Wisecracking American college students David Kessler (David Naughton) and Jack Goodman (Griffin Dunne) backpack over the Yorkshire moors. The lads stop in a one-horse hamlet hoping for some food and a warm place to stay, but are advised to beware the moon and stay on the road. They manage neither, and Jack is ripped to pieces by a huge wolf.
David wakes up in a London hospital, where pretty nurse (Jenny Agutter) takes a special interest in him. He begins having dreams of the macabre and then, is visited by Jack’s corpse, who tells him they were attacked by a werewolf, and now he walks the earth in limbo until the last remaining werewolf – David – is destroyed.
Our hero moves in with the nurse upon his release and receives another annoying visit from the rapidly decaying Jack, who tells his friend he must kill himself before he transforms into a wolf and takes the life of others. David refuses to buy that, but with the coming of the full moon, endures one of the most vivid transformations in film history. Now a wolf prowls the streets of London.
Written and directed by John Landis, who completed the script in 1969, but was told that it was either too funny to be scary, or too scary to be funny. The box office receipts of National Lampoon’s Animal House and The Blues Brothers convinced Universal that maybe Landis knew what he was doing.
While indeed funny, An American Werewolf In London has a flakiness that too often ruins the potential impact of the story. Instead of focusing on David, Jack and the werewolf, Landis dispatches a doctor (John Woodvine) totally devoid of personality back to the hamlet to snoop around, a subplot that goes nowhere and adds nothing.
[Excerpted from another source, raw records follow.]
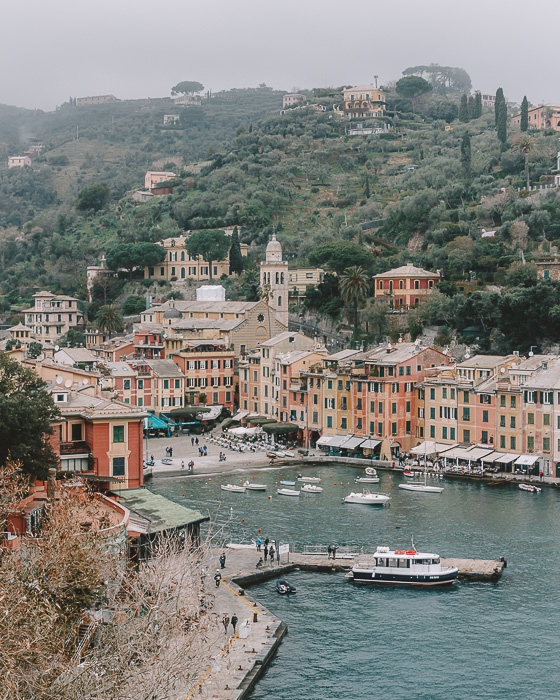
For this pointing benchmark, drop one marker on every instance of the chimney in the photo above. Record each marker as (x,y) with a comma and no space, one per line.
(51,484)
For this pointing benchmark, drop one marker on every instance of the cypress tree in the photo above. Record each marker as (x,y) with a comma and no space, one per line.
(497,105)
(471,107)
(466,154)
(502,123)
(463,109)
(478,105)
(235,257)
(524,115)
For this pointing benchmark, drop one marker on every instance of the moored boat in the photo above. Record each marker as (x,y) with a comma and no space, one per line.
(424,488)
(284,588)
(311,488)
(367,498)
(233,487)
(254,487)
(530,487)
(404,567)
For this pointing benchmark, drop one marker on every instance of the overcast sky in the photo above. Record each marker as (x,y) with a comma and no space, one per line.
(54,49)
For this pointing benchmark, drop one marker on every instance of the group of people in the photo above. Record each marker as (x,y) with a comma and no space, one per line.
(267,548)
(226,622)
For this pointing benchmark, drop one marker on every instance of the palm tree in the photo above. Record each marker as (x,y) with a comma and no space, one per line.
(355,286)
(524,144)
(109,319)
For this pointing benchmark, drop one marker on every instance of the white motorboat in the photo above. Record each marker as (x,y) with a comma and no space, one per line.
(233,487)
(311,488)
(254,487)
(404,567)
(424,488)
(530,487)
(367,498)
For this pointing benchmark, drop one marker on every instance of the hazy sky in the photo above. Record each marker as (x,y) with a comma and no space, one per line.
(53,49)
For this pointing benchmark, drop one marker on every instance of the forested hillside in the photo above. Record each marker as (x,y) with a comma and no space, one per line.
(424,190)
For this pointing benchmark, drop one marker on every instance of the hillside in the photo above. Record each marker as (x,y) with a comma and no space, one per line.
(422,191)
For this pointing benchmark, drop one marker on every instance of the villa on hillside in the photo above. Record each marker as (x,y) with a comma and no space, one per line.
(405,287)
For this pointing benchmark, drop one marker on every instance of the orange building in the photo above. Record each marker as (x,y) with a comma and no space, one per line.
(405,287)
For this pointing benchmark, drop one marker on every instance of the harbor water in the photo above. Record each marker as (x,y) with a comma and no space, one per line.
(473,640)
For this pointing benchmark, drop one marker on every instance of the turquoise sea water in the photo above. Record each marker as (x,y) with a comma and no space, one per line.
(475,640)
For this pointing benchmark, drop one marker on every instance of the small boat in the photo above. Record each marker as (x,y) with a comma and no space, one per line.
(254,487)
(530,487)
(284,588)
(311,488)
(288,492)
(403,567)
(366,480)
(424,488)
(367,498)
(233,487)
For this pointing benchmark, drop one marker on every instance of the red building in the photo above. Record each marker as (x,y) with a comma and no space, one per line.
(405,287)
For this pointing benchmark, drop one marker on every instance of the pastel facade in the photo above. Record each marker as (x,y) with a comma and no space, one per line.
(52,315)
(179,265)
(363,101)
(19,162)
(543,116)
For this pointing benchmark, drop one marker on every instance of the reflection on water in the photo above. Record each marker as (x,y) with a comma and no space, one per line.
(345,641)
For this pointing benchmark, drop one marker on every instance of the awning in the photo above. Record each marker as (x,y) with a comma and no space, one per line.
(351,443)
(430,448)
(160,512)
(337,440)
(370,444)
(477,453)
(508,458)
(527,460)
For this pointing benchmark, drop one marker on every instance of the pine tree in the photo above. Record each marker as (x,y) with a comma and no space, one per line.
(466,155)
(463,109)
(524,114)
(235,257)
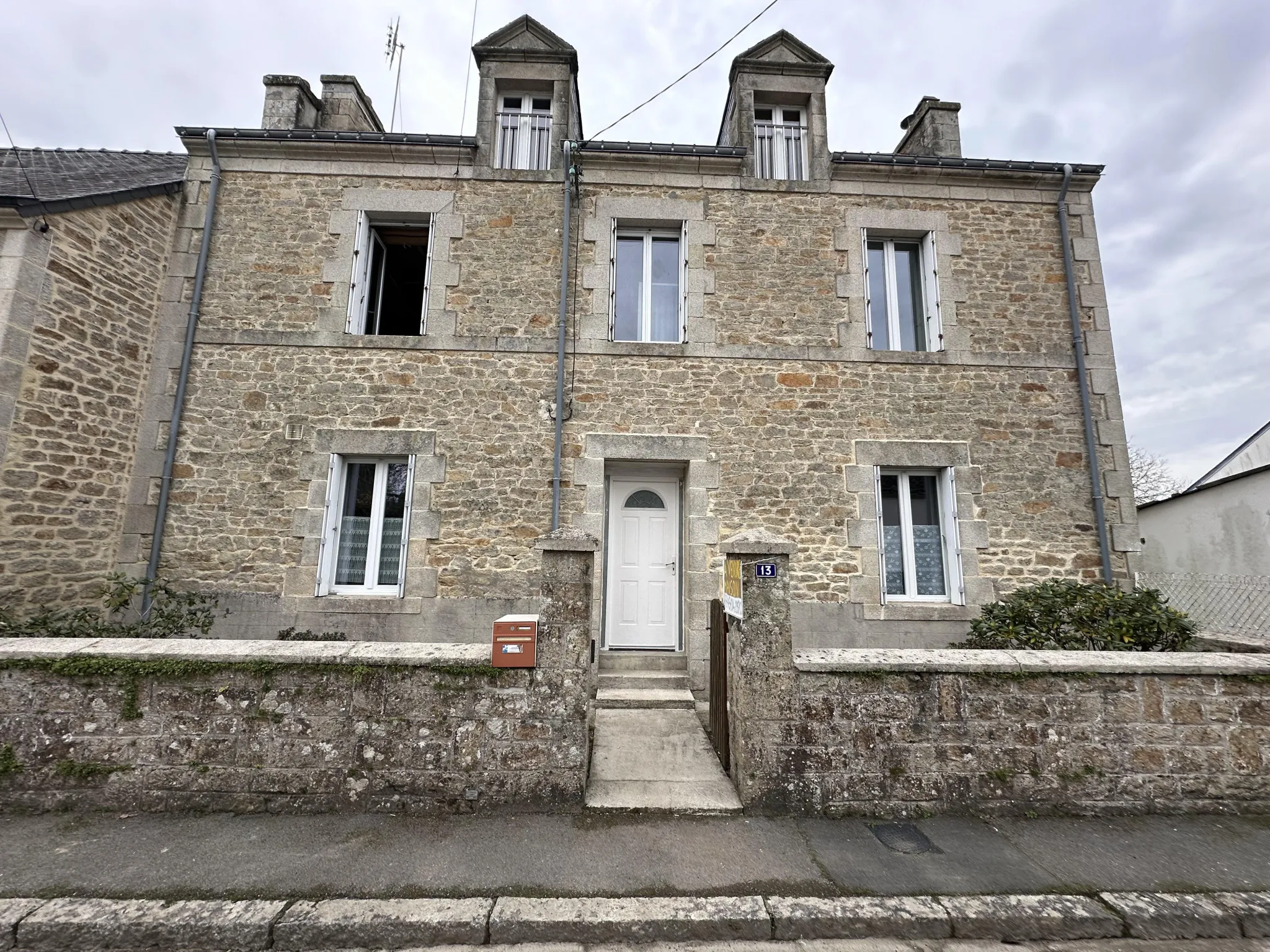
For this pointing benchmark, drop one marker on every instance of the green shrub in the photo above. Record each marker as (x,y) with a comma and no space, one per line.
(308,635)
(172,615)
(1066,615)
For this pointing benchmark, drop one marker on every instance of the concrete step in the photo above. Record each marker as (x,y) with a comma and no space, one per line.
(658,760)
(646,699)
(644,679)
(643,662)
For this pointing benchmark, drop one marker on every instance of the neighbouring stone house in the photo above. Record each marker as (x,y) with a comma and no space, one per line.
(869,355)
(84,248)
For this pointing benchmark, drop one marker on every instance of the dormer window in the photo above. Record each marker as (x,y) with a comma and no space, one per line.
(523,131)
(780,144)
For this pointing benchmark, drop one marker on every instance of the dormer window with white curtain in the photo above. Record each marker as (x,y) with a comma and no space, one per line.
(523,131)
(648,284)
(366,530)
(780,143)
(389,287)
(902,294)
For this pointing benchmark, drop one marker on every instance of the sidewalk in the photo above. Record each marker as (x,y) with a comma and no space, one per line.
(383,856)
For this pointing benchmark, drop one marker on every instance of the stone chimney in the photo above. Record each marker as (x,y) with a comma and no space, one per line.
(288,104)
(346,108)
(933,130)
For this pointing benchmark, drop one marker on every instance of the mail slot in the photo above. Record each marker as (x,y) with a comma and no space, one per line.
(516,640)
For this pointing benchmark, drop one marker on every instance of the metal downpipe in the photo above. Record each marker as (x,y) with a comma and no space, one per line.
(1082,379)
(561,337)
(178,403)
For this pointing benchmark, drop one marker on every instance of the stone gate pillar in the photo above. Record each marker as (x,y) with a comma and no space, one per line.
(761,678)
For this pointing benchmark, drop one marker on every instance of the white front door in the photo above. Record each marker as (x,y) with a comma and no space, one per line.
(643,598)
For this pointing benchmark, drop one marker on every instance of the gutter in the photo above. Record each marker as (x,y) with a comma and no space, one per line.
(178,404)
(1078,347)
(561,335)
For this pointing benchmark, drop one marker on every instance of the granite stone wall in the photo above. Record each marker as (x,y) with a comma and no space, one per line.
(83,361)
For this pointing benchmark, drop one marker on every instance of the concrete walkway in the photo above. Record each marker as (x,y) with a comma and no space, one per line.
(615,855)
(655,759)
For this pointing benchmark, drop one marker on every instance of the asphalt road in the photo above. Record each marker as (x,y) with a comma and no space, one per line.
(536,855)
And some fetching nurse bringing a patient home who’s seeing visions of his dead friend doesn’t really wash either. A werewolf running riot in Piccadilly Circus is actually more believable than that. There’s a lot of fluff here – like David’s half-hearted attempt to get arrested – that plays like Otter and Pinto from Delta House concocted this thing as they hiked through Europe.

An American Werewolf In London is a classic because when it’s time for it to deliver, it does so with style and ingenuity. Because of this movie, the Academy added a Best Makeup category, and Rick Baker became the first special effects artist to win an Oscar. The effects that transform Naughton into a werewolf had never been attempted on camera before, and stand to this day as a marveling technical achievement.
By treating the story as realistically as possible, Landis balances the scares and the laughs better than a long line of imitators have been able to. Instead of venturing off into cartoon, the film feels real. Griffin Dunne has a lot to do with that, giving a smarmy, Joe College performance that is pitch perfect with the style Landis was going for.
David Naughton had made an impression on Landis by singing and dancing in Dr. Pepper commercials in the late ’70s, but this role was the highlight of his film career. He’s actually all right. The opening scenes on the moors are beautifully done, and along with Griffin Dunne’s performance and maestro Baker’s makeup, enable the movie to coast over its weaker sections.